What this means to most people is it is the basis for which our short term interest rates (Home Equity Lines of Credit, Credit Cards, Commercial Loans) are based.  The prime rate we see so often is typically 3% above the Fed Funds Rates, therefore todays Prime Rate is 8.25%.  The majority of Home Equity Lines of Credit (HELOC) are based on Prime + 0-6%.  If you have a home equity line of credit, your interest rate stayed the same today.

What does this mean for Mortgage Rates?  Not much, really.  First Mortgages are traded on a completely separate market - called the Mortgage Backed Securities Market.  This is where mortgages are bundled and sold like bonds. 

Naturally, the Fed's statements about the market, long term inflation, and the impact it has on stocks will all indirectly impact mortgage rates, however that is usually the extent of it. 

Where do I think rates are headed and why?  

First off, if I really knew the answer to this I'd probably be trading on the Mortgage Backed Securities Market.  Second, nothing is a guarantee in an open market.  Third, these are my opinions and I am not an attorney, CPA or any sort of financial analyst. 

Long term mortgage rates appear to be very steady right now.  All of the panic we heard about with Sub-Prime has yet to really impact our A paper and 30 year fixed rates.  Mortgage rates, historically speaking, are at very attractive levels. 

The big buzz word on CNN, CNBC and business news channels is Liquidity (people or institutions with a lot of cash).  This has led to a number of very large acquisitions (Mergers) and public companies going private or getting bought out by private equity.  All of this liquidity is typically a good thing for mortgages.  Investors need somewhere to put that cash for a better than savings account return, such as the Mortgage Backed Securities Market. 

If there is a slow down in the economy and the stock market starts to slow down, investors will also be looking for places to put their cash which should help support these levels.

Some of the risks: inflation, foreign investment, foreclosure rate. 

The inflation risk is pretty easy to explain.  If prices inflate, investors will demand a higher rate of return for their cash investments (banks for example will pay higher interest rates on savings accounts, therefore this will increase our mortgage rates to attract the investment.) 

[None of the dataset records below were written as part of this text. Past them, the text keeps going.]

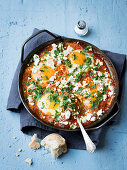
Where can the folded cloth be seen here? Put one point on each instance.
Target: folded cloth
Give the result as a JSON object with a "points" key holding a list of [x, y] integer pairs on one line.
{"points": [[29, 125]]}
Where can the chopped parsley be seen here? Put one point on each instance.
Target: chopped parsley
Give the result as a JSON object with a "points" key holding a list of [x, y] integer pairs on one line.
{"points": [[88, 61], [79, 90], [74, 56], [43, 105], [39, 91], [56, 116], [88, 47], [46, 77]]}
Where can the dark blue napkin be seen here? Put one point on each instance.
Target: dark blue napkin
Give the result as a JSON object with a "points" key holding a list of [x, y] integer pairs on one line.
{"points": [[29, 125]]}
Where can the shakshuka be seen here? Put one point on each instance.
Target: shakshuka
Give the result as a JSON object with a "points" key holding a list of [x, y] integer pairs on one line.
{"points": [[57, 74]]}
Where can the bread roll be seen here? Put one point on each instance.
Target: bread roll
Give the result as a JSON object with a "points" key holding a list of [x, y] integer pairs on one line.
{"points": [[55, 143]]}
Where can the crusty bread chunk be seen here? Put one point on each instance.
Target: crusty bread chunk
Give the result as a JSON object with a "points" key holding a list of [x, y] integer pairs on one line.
{"points": [[55, 143], [34, 144]]}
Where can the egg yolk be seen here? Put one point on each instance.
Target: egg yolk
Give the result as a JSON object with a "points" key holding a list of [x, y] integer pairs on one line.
{"points": [[78, 58], [44, 73]]}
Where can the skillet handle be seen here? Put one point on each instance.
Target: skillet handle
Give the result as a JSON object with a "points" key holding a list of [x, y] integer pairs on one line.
{"points": [[22, 50]]}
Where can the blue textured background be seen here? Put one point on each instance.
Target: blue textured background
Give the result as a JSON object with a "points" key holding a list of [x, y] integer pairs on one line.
{"points": [[107, 22]]}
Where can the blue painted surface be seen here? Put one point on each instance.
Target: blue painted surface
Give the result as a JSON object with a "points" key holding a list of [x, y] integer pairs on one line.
{"points": [[108, 30]]}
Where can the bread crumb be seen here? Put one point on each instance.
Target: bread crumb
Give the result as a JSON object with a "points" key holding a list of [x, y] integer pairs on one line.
{"points": [[29, 161], [55, 143], [20, 150], [34, 144], [17, 154]]}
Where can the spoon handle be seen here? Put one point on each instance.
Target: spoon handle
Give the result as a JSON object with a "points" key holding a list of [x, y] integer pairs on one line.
{"points": [[90, 146]]}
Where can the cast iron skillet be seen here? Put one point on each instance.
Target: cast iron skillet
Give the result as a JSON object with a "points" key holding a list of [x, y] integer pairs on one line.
{"points": [[114, 107]]}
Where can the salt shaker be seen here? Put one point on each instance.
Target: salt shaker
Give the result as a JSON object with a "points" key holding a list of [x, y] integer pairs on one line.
{"points": [[81, 28]]}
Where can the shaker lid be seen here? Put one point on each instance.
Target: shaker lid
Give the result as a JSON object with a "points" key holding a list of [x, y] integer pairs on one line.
{"points": [[81, 24]]}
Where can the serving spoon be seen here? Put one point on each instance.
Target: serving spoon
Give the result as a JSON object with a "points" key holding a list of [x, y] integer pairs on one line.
{"points": [[90, 146]]}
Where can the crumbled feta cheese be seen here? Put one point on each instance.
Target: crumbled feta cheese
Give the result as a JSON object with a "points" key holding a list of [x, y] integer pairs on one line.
{"points": [[111, 88], [73, 126], [106, 74], [99, 113], [65, 123], [59, 61], [75, 88], [84, 119], [65, 58], [110, 93], [36, 59], [34, 69], [29, 161], [88, 116], [85, 83], [99, 73], [14, 137], [67, 114], [67, 51], [101, 63], [50, 63], [52, 78], [30, 99], [57, 83], [70, 79], [93, 118], [54, 46], [104, 97], [20, 150]]}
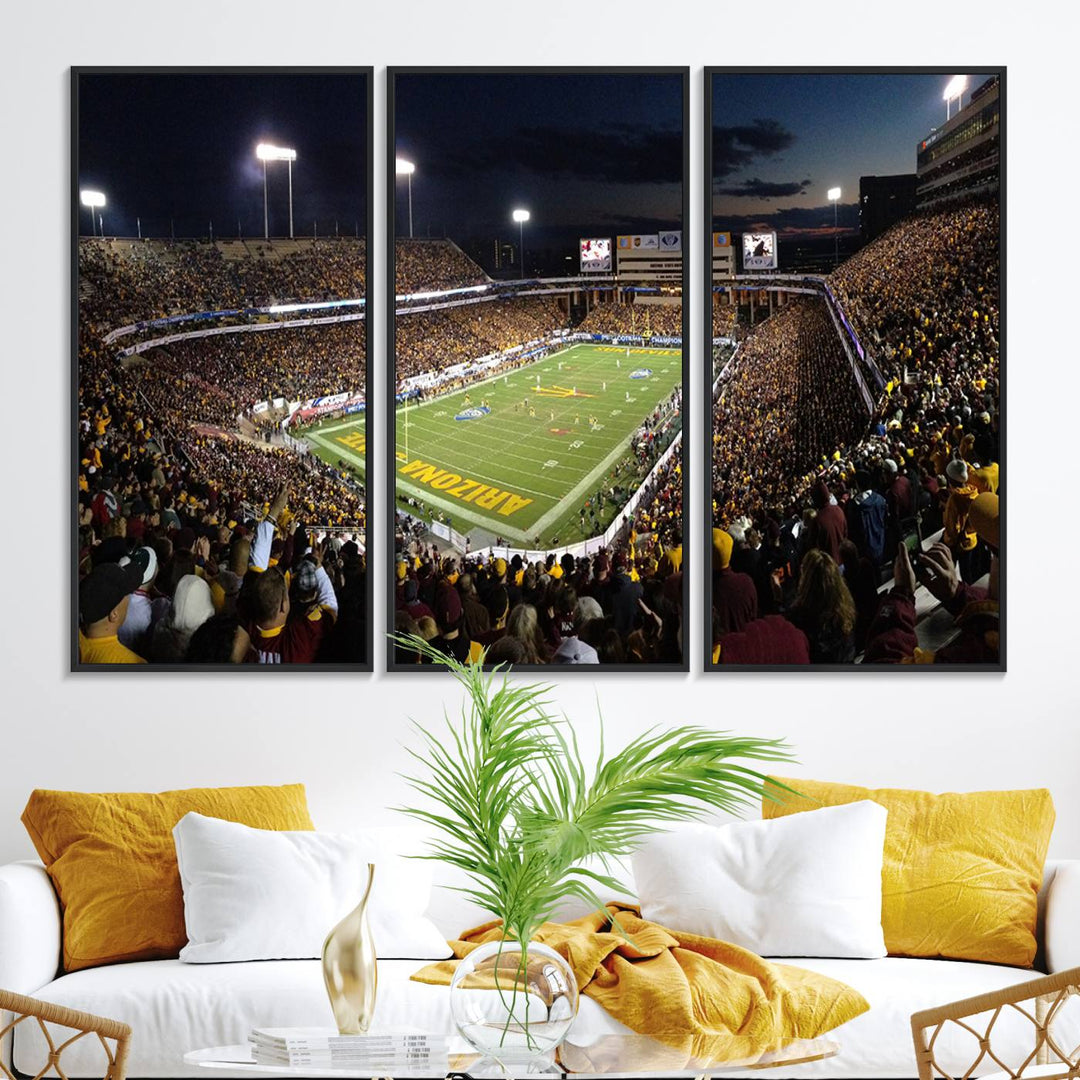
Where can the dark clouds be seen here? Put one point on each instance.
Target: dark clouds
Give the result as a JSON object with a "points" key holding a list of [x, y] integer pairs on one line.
{"points": [[617, 153], [805, 220], [739, 146], [764, 189]]}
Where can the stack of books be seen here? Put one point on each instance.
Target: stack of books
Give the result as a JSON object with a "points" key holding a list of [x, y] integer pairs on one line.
{"points": [[322, 1048]]}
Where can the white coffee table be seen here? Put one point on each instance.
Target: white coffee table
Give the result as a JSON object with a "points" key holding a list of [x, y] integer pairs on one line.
{"points": [[628, 1056]]}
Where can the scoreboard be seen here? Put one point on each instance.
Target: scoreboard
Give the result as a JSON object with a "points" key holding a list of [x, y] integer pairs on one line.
{"points": [[759, 251], [596, 255]]}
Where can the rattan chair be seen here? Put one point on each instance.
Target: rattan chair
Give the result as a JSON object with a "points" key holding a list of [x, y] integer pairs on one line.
{"points": [[83, 1024], [1039, 1001]]}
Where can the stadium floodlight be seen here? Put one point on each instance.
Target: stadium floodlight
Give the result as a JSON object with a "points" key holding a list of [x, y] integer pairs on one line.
{"points": [[93, 200], [403, 167], [521, 216], [834, 198], [954, 90], [267, 151]]}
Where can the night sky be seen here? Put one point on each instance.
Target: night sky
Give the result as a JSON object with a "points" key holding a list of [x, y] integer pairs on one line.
{"points": [[586, 154], [181, 147], [781, 140]]}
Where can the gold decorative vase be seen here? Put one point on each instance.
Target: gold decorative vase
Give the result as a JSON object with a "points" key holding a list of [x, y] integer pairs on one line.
{"points": [[350, 969]]}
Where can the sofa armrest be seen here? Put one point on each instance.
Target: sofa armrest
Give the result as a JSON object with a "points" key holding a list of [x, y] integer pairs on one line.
{"points": [[29, 928], [1063, 917]]}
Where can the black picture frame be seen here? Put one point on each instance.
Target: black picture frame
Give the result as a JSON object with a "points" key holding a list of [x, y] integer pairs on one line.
{"points": [[389, 508], [706, 404], [367, 72]]}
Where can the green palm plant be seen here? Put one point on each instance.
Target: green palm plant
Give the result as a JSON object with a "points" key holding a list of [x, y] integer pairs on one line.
{"points": [[515, 807]]}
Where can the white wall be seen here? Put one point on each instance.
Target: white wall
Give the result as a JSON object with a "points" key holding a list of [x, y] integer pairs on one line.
{"points": [[341, 734]]}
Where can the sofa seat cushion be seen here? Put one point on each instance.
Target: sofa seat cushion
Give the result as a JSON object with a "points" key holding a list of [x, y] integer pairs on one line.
{"points": [[174, 1008]]}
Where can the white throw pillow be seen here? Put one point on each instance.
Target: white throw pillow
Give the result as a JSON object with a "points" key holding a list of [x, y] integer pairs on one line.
{"points": [[806, 885], [260, 894]]}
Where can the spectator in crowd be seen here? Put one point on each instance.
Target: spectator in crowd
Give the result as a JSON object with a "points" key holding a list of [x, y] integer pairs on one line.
{"points": [[734, 594], [104, 597]]}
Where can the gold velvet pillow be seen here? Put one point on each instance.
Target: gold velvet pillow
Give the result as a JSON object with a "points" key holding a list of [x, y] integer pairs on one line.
{"points": [[961, 873], [112, 862]]}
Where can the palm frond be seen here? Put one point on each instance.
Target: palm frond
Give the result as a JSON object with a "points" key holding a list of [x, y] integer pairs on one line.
{"points": [[515, 808]]}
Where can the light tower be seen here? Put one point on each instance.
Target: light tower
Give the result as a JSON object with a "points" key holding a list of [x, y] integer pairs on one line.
{"points": [[521, 216], [403, 167], [265, 151], [834, 198], [954, 92], [94, 200]]}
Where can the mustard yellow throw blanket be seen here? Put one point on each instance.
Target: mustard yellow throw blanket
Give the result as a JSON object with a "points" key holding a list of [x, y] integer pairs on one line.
{"points": [[707, 998]]}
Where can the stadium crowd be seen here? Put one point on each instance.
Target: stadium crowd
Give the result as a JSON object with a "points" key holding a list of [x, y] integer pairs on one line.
{"points": [[125, 281], [432, 266], [725, 320], [432, 340], [818, 504], [215, 378], [615, 607], [199, 544], [664, 320]]}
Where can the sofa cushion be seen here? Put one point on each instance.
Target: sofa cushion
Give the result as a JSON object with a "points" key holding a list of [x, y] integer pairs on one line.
{"points": [[112, 862], [961, 872], [808, 885], [274, 894], [174, 1008]]}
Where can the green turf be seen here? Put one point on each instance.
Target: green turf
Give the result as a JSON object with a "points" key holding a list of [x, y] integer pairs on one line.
{"points": [[337, 441], [523, 476]]}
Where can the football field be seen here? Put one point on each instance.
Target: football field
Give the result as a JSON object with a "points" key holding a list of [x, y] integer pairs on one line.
{"points": [[342, 441], [520, 455]]}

Foreign investment is much more complicated, for example let's take China.  China buys billions (lots and lots of them) of Mortgage Backed Securities.  They do this to help support their currency as compared to the dollar (this is complicated and over simplified here but the gist is correct.)  This keeps our rates low because China comes in and supplies this market with much needed cash.  If China were to stop doing this there would be less supply therefore rates would have to increase to attract more investment.  (For the record, China's support of their currency vs. the dollar is not the best situation for our economy as a whole and an entirely different topic.)

The foreclosure rate (Number of homes that go into foreclosure per 100) is a measure of risk for this type of security.  In other words, if only 0-1% of the homes go into foreclosure it is not very risky.  This type of mortgage (A paper) pays less to an investor (because it's not as risky) than a group of loans with a higher foreclosure rate.  This is essentially what has happened to the sub-prime market.  Too many loans went belly up and the risk was too much for the investors to handle.  As long as the A paper loans don't increase their foreclosure rate then we should be okay.

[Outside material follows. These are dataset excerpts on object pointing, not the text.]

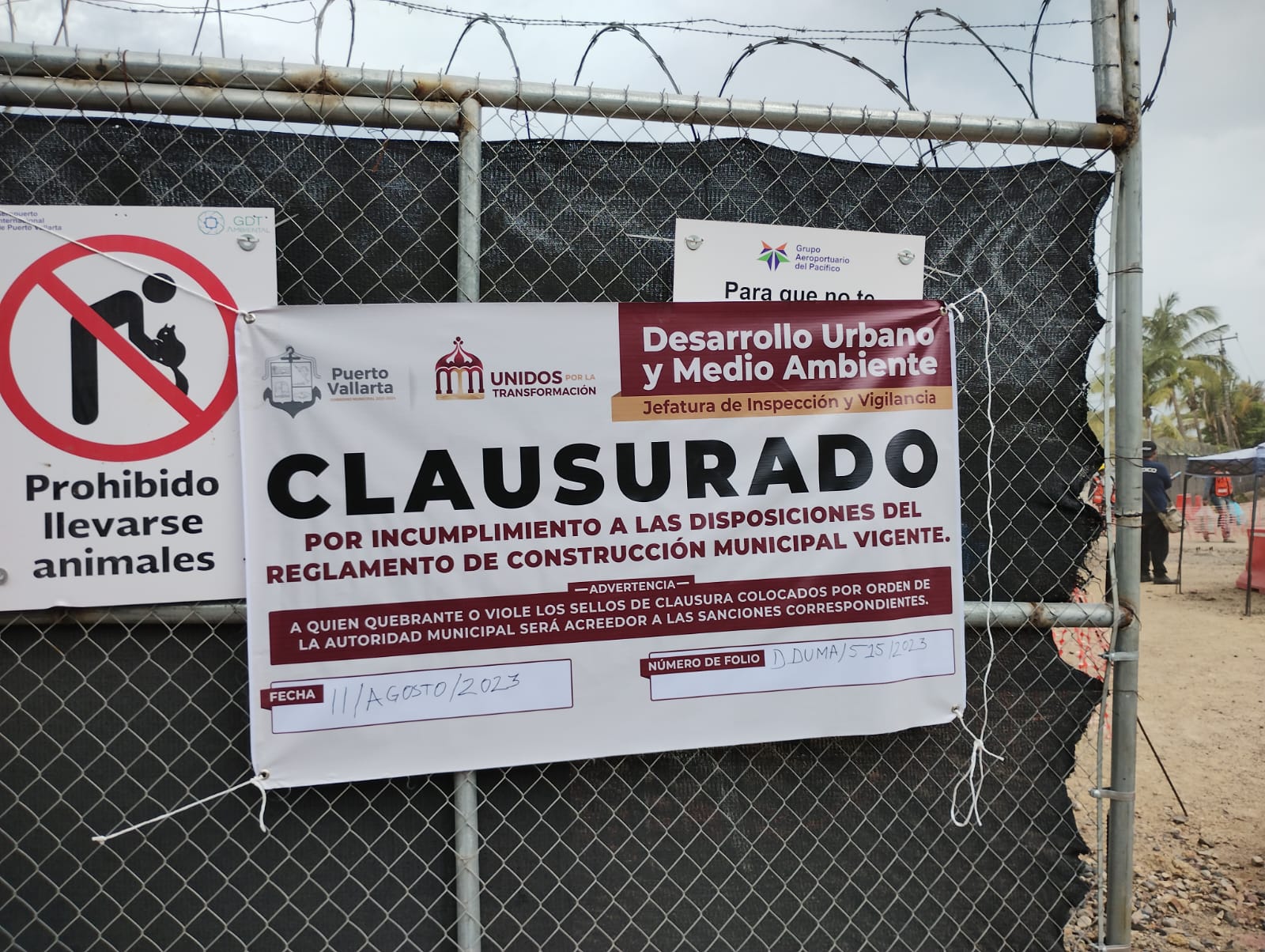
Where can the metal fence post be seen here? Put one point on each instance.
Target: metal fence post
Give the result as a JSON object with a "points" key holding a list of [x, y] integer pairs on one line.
{"points": [[470, 928], [1129, 440]]}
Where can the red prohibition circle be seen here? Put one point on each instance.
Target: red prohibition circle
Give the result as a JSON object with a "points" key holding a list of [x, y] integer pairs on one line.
{"points": [[43, 267]]}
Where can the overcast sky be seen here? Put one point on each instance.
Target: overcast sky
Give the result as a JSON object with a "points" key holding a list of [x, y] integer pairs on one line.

So what did I say about mortgage rates?  The Fed Funds rate only indirectly impacts mortgage rates.  Right now, mortgage rates continue to remain at attractive levels and don't look to be going up anytime soon.  I do not expect rates to move much more than 0-0.5% in the next six months.

If I haven't bored you to death yet, I thank you for reading my summary of the Fed's Rate Decision.  Please feel free to correct me, add to this or just say hello.

Tony D. Howell
The best place EVER! - Wilmington, NC
Looks like you "get it".  Most guys in our line of work DON'T!  Good post!